Before this change, it would be up to a discerning Magistrate to carefully balance the circumstances of the offence with the history of the driver. While not always a perfect system, at least it meant that Magistrates could consider a more nuanced sentence.
This common sense approach is precisely what the Minister seems to be attacking though. He went as far to suggest that is concerning that Magistrates would actually dare to exercise their duty under the Crimes (Sentencing Procedure) Act to provide for a considered, thought out punishment which takes into account not just the objective seriousness of drink and drug-driving but also the subjective circumstances of the offence and the offender. If that punishment ended up being just the embarrassment and expense of going to Court, then a non-conviction was recorded.
In a press conference following the announcement of the changes, the Minister said:
“But what is also very concerning is that when low-range drink drivers appear before the court, around 56 percent of them have basically recorded a non conviction. That means no loss of licence, no fines attached – this now changes that”

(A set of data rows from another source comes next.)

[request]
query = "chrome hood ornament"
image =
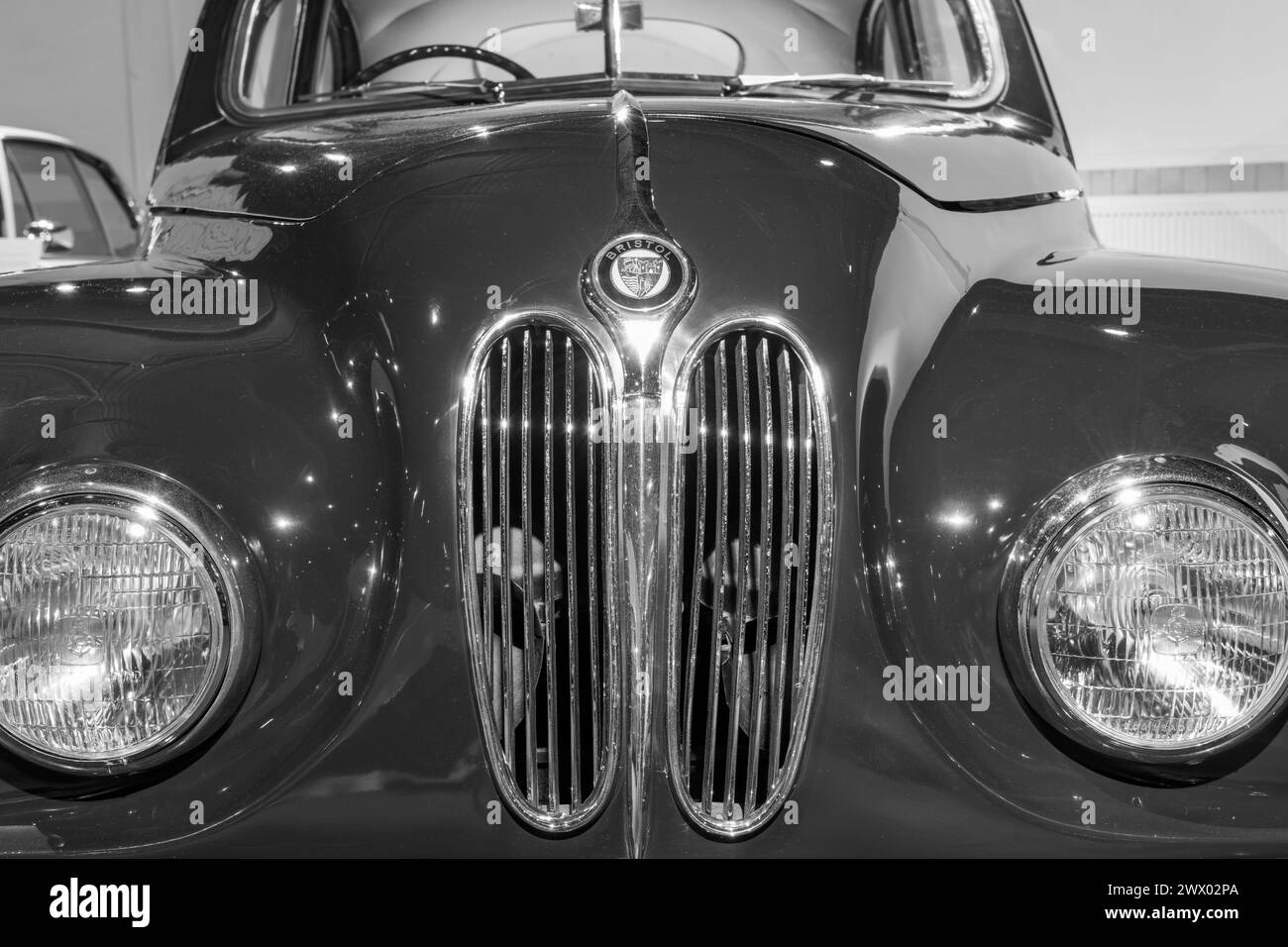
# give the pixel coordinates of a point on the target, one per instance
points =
(640, 282)
(639, 285)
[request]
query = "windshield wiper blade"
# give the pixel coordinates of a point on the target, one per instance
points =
(845, 81)
(456, 90)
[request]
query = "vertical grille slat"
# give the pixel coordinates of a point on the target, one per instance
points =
(748, 585)
(571, 557)
(529, 656)
(742, 581)
(541, 622)
(548, 571)
(505, 560)
(806, 460)
(717, 577)
(763, 579)
(789, 528)
(592, 405)
(698, 565)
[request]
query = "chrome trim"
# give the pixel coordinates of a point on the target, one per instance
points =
(1061, 514)
(639, 335)
(605, 732)
(699, 810)
(612, 24)
(227, 561)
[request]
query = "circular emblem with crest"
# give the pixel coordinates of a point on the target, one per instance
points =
(639, 273)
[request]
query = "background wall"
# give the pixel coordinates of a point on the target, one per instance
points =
(1175, 108)
(101, 72)
(1159, 101)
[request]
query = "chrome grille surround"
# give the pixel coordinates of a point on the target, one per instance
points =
(520, 355)
(754, 363)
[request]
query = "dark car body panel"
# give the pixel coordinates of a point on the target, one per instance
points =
(373, 295)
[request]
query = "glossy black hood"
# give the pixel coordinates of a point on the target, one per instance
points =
(300, 171)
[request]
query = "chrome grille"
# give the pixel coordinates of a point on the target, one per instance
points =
(751, 560)
(540, 539)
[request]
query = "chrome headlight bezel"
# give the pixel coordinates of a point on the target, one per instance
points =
(175, 510)
(1057, 521)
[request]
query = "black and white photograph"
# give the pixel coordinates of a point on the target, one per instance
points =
(688, 431)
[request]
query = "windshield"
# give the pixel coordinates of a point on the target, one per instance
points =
(314, 51)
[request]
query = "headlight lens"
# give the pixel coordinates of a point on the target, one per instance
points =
(112, 630)
(1159, 618)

There is a very good reason why our learned and experienced Magistrates across the State dealt with low-range drink driving this way and recorded non-convictions. The Minister seems more than happy to find a ‘work-around’ to discretion in sentencing, hoping that your average person couldn’t be bothered to put in an appeal and fork out the legal fees. If you live in Sydney where there is likely a bus stop on your front lawn and a train station down the road that connects you to every suburb in the Metropolitan area then its likely you probably won’t be bothered. But if you can’t fulfil your contract in Forster, Port Macquarie or Newcastle tomorrow you’re left with nothing to work with.
The Morning After
For arguments sake, let’s say you’ve had a big night and went to drive to pick up a hangover cure at 10am the next morning. If you got pulled over and blew 0.052, from 20 May 2019 you would lose your licence on the spot and have to call a cab. This does not consider if you had never had a drink-driving offence before or how good your record is. It also doesn’t consider that you’ve got three kids and if you lose your licence you can’t work and if you can’t work they won’t get fed. You would lose your licence on-the-spot and would have to see a Lawyer and book in an appeal. At the appeal the Magistrate would carefully balance all these things and determine that, while you’re still a dummy for not staying on the couch, they would show you leniency because you made an honest mistake. By that point, however, it might be too late for most.

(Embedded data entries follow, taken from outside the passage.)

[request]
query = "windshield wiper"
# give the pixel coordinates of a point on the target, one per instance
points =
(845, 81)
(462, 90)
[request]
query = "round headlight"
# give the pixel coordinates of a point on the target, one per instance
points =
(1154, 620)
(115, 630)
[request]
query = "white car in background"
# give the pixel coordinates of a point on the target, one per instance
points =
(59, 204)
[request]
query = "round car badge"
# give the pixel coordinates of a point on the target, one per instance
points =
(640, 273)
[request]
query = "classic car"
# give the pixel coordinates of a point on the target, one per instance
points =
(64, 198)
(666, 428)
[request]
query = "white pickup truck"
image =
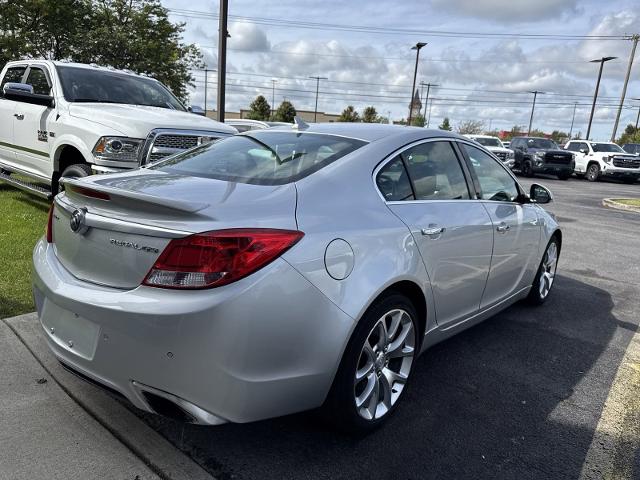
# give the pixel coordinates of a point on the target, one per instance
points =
(70, 120)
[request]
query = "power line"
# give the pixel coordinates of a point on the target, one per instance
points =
(286, 23)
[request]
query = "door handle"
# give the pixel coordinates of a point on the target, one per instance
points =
(432, 231)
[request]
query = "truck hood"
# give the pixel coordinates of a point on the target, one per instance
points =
(137, 121)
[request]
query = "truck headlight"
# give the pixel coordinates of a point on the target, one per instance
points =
(121, 149)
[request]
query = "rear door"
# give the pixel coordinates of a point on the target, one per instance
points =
(30, 126)
(7, 109)
(515, 225)
(425, 186)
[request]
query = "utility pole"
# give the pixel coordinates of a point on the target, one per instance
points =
(533, 107)
(206, 84)
(601, 61)
(426, 99)
(638, 117)
(222, 57)
(417, 48)
(273, 95)
(315, 111)
(635, 39)
(572, 119)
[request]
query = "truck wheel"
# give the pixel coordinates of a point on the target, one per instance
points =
(593, 172)
(527, 168)
(78, 170)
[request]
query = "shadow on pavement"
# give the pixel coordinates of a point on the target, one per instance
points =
(518, 396)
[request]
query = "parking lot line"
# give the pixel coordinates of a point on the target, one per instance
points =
(616, 440)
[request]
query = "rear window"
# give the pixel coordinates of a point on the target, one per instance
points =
(262, 157)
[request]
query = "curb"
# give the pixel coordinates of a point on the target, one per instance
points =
(611, 203)
(153, 449)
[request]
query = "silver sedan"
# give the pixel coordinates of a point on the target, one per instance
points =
(287, 269)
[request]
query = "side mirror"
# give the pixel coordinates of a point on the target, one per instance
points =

While the particulars of how an appeal can be made have not been disclosed yet to the public, we anticipate that it would be similar to how it is now with other offences. On your fine you will be given two options: pay the fine or go to Court. You would then apply to the State Debt Recovery Office to have the matter heard in Court. The problem is that by the time you get before the Magistrate, it has been four to six weeks and you may already have lost your job. And if you’re unlucky enough be that one person who had a joint two weeks ago but still got done for Marijuana in your system, it’s a long time to suffer the penalties of an offence that isn’t even meant to target you.
The moral of all this story is not to drink and have drugs in your system and drive. The only sure way that you know you will pass this test is abstinence unless there is a way in which you can accurately, like the Police, know your blood level reading. And herein lies the rub – no one has offered to, or discussed this solution.